Michael of 2Blowhards links this WIRED interview with Lord of the Rings director Peter Jackson (which I read when my issue came in the mail). I liked the interview, being a LOTR fan; Michael seems less interested, although he quotes a single exchange:
WIRED: Your early work features some of the bloodiest scenes ever filmed. What do these movies say about you?
Jackson: They all represent the type of film I would be entertained by. That's why you make movies. Because you're interested in a genre.
I'm not sure if Michael posts this to agree or disagree (he uncharacteristically says nothing at all!), but I agree with it. First of all, I admire Jackson simply by virtue of his frank admission that he did gory, bloody movies because he likes gory, bloody movies.

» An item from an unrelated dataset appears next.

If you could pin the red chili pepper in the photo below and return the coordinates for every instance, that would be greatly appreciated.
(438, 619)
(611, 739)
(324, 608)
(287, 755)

No goofy auteur-speak, none of that "What I'm trying to do is meditate on the awful degree of violence in contemporary life" folderol -- just a guy who admits being entertained by violent movies. Now, I don't personally enjoy violence that much, but I'm not really turned off by it either (except in some cases -- I found the ending of The Matrix a bit troubling when all those security guards get mowed down).

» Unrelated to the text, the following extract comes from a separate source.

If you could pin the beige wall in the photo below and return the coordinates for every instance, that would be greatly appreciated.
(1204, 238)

Secondly, though, there's a "meta" level of meaning here that I like. I write the stories that I write because I want to read them, but nobody else has written them yet, so I gotta do it. I think that's what Jackson is getting at, and I agree wholehearedly.
(I'm not sure that Jackson doesn't confuse "genre" with a certain set of tropes or imagery that are not exclusive to a single genre, but that's a "choice of words" thing, not a "content" thing.)